Epsiloon : Il y a une sorte d’évidence à penser que pour réussir, il faut essayer, et donc parfois échouer…
Lauren Eskreis-Winkler : Oui, mais c’est une vision simpliste et caduque ! Les gens pensent que l’échec est bien meilleur professeur qu’il ne l’est en réalité. Et c’est justement en travaillant sur la réussite que j’ai découvert qu’il peut aussi constituer un obstacle. Non pas en lui-même, mais parce que nous surestimons de façon systématique la probabilité de rebondir après un échec. C’est en tout cas ce que montre notre étude.
E. : Comment avez-vous réussi à le quantifier ?

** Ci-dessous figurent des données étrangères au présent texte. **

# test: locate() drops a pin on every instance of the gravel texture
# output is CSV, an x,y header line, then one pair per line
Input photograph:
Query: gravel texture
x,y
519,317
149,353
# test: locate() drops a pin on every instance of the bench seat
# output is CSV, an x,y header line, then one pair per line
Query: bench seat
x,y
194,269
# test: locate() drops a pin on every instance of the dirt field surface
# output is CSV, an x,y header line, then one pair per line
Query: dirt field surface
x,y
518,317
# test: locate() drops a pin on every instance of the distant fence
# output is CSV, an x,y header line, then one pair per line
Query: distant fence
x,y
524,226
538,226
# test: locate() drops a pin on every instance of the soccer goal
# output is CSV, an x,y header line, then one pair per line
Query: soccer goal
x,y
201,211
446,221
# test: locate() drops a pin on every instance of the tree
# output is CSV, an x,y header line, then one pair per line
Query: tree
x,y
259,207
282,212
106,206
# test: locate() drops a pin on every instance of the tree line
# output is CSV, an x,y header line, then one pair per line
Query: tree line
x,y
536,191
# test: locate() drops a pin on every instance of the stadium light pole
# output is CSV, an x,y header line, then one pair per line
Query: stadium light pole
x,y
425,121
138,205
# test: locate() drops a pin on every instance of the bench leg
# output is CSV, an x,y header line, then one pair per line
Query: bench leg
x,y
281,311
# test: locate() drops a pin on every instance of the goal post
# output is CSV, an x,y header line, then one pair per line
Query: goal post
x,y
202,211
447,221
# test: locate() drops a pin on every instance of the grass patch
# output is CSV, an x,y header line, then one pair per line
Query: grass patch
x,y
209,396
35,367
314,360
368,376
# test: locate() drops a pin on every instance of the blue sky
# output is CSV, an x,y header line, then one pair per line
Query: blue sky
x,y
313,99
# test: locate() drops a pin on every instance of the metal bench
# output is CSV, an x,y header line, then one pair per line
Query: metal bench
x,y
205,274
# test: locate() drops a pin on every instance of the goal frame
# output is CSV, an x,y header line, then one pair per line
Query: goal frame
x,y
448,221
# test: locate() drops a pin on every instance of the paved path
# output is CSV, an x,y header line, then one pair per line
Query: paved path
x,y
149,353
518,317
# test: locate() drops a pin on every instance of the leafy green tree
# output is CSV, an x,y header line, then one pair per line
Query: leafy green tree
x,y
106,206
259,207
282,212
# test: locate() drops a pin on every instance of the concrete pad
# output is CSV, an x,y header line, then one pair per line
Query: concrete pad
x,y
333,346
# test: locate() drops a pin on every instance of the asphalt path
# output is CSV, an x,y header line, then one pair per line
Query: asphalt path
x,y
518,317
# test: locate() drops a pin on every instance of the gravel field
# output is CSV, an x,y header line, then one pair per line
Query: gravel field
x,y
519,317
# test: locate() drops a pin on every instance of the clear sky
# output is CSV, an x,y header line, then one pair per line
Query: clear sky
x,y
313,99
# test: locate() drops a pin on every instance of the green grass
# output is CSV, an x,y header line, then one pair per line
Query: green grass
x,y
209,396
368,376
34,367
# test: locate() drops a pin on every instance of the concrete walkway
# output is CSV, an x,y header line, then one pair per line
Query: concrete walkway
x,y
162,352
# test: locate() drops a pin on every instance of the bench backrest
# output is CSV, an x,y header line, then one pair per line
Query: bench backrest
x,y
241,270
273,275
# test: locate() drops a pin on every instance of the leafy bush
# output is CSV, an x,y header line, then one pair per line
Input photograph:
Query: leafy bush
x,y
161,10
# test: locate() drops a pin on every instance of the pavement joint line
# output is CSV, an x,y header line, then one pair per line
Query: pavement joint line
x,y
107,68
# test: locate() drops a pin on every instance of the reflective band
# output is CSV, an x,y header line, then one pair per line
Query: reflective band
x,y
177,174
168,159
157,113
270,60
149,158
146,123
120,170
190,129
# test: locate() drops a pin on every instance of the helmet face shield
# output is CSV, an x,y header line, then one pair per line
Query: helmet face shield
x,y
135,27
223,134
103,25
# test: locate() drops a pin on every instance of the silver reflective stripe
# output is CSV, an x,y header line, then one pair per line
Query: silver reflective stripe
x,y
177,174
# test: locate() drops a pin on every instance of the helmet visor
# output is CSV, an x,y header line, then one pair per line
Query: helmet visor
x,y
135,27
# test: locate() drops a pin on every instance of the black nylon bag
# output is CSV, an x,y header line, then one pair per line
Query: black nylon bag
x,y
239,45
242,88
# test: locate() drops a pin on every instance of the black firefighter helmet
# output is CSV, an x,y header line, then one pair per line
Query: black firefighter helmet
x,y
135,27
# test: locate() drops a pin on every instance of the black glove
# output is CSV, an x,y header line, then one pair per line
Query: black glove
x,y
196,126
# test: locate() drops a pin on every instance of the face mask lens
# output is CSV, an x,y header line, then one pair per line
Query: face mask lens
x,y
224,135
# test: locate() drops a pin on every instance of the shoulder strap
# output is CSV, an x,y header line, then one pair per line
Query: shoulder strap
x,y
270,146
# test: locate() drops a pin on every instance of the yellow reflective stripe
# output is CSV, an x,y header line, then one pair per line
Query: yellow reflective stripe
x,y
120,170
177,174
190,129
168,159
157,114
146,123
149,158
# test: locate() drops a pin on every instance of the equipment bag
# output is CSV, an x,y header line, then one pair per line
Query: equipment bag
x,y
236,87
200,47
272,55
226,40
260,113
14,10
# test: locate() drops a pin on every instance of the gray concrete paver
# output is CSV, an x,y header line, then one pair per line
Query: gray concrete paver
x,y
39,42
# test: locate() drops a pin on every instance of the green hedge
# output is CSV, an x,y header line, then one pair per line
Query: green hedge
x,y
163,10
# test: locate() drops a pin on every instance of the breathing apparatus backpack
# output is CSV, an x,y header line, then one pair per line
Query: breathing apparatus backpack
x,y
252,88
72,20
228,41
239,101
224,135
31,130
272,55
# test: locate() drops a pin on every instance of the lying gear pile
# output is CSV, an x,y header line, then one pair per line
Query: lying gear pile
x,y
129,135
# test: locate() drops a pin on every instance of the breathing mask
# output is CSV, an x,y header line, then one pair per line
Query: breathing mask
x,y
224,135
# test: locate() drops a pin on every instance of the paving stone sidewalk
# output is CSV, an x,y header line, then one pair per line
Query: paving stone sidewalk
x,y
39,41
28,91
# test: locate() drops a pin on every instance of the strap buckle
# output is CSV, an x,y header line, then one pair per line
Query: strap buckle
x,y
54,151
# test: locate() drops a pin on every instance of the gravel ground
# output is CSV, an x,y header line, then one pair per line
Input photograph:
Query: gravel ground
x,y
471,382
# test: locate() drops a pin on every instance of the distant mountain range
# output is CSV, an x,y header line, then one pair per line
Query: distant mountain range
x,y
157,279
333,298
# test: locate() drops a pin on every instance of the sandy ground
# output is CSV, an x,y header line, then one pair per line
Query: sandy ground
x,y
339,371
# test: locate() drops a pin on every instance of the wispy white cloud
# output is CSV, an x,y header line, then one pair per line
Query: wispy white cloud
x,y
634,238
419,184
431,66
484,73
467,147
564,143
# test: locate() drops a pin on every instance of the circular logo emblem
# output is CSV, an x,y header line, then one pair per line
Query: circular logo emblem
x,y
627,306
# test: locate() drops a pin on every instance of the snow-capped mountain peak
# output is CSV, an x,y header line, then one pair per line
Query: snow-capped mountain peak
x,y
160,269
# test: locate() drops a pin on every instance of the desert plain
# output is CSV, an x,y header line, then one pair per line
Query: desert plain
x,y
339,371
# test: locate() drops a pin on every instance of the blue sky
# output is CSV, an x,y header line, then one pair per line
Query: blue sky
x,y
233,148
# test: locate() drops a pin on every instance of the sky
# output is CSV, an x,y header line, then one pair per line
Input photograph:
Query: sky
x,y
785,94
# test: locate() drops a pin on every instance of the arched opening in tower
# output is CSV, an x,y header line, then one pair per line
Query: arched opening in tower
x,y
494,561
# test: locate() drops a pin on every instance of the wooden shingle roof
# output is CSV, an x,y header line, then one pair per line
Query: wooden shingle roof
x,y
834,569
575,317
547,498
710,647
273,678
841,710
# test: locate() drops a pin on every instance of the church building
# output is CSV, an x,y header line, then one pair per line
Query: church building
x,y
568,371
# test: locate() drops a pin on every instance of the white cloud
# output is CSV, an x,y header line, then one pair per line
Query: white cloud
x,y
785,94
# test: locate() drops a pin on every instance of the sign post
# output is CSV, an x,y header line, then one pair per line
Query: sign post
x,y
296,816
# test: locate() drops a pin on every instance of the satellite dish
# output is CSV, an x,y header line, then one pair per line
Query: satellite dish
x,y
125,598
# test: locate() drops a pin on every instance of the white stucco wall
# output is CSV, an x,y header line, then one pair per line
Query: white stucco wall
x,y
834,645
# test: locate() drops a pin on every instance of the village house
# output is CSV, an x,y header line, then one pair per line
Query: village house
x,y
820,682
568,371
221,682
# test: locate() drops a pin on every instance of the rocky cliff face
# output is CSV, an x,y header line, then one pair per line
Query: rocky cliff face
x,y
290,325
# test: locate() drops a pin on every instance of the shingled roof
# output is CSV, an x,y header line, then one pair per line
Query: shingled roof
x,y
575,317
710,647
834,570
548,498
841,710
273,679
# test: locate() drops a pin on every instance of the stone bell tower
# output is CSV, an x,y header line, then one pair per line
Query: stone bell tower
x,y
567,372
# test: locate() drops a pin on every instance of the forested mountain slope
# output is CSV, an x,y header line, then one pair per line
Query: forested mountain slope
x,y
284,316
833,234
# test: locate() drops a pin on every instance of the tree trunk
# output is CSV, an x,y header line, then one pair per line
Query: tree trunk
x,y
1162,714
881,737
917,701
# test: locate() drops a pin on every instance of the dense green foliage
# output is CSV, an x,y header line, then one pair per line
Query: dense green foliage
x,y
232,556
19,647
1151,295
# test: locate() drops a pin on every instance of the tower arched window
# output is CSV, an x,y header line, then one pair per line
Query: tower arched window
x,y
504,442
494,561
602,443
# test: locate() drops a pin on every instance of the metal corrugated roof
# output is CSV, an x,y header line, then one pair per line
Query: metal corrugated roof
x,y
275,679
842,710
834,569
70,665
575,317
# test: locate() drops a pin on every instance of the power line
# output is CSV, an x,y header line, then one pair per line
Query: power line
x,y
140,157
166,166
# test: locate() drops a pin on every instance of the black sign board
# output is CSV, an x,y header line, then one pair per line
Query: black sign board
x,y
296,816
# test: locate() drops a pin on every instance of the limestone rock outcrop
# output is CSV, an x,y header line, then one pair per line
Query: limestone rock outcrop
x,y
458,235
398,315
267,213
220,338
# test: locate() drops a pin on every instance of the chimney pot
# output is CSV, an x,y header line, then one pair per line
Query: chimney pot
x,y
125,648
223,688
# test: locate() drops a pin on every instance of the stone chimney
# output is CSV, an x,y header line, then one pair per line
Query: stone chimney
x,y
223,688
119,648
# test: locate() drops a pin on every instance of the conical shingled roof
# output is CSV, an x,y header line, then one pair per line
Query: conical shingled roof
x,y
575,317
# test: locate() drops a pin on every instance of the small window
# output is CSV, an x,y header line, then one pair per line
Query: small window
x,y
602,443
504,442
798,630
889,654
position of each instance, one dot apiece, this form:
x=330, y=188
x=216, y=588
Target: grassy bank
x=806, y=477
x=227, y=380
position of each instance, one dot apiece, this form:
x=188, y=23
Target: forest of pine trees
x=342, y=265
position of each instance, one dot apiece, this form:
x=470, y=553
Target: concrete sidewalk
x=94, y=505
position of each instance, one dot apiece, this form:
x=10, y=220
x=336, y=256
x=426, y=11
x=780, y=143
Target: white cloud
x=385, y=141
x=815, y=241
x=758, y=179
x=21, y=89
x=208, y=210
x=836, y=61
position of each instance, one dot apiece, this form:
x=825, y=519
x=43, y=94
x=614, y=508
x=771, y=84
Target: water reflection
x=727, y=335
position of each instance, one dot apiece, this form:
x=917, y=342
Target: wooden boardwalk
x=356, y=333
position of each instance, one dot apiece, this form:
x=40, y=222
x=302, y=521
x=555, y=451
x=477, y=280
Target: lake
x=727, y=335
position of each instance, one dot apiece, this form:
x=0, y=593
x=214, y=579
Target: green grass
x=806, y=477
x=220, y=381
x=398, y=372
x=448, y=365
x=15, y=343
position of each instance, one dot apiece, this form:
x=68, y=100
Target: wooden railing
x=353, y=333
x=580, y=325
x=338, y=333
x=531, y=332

L.E.-W. : Nous définissons l’échec, au sens large, comme tout événement ne permettant pas d’atteindre un objectif souhaité : un étudiant ou un professionnel qui n’obtient pas la bonne note à un examen ; mais aussi un malade cardiaque qui ne parvient pas à changer ses habitudes alimentaires ; une personne aux prises avec une dépendance qui ne décroche pas ; un ancien détenu qui récidive… Nous avons mené en tout onze études au cours desquelles nous avons demandé à 1 800 personnes lambda, jouant le rôle de prédicteurs, d’estimer des taux de réussite après échec, que nous avons ensuite comparés avec les statistiques nationales. Et nous observons que le succès est très surestimé !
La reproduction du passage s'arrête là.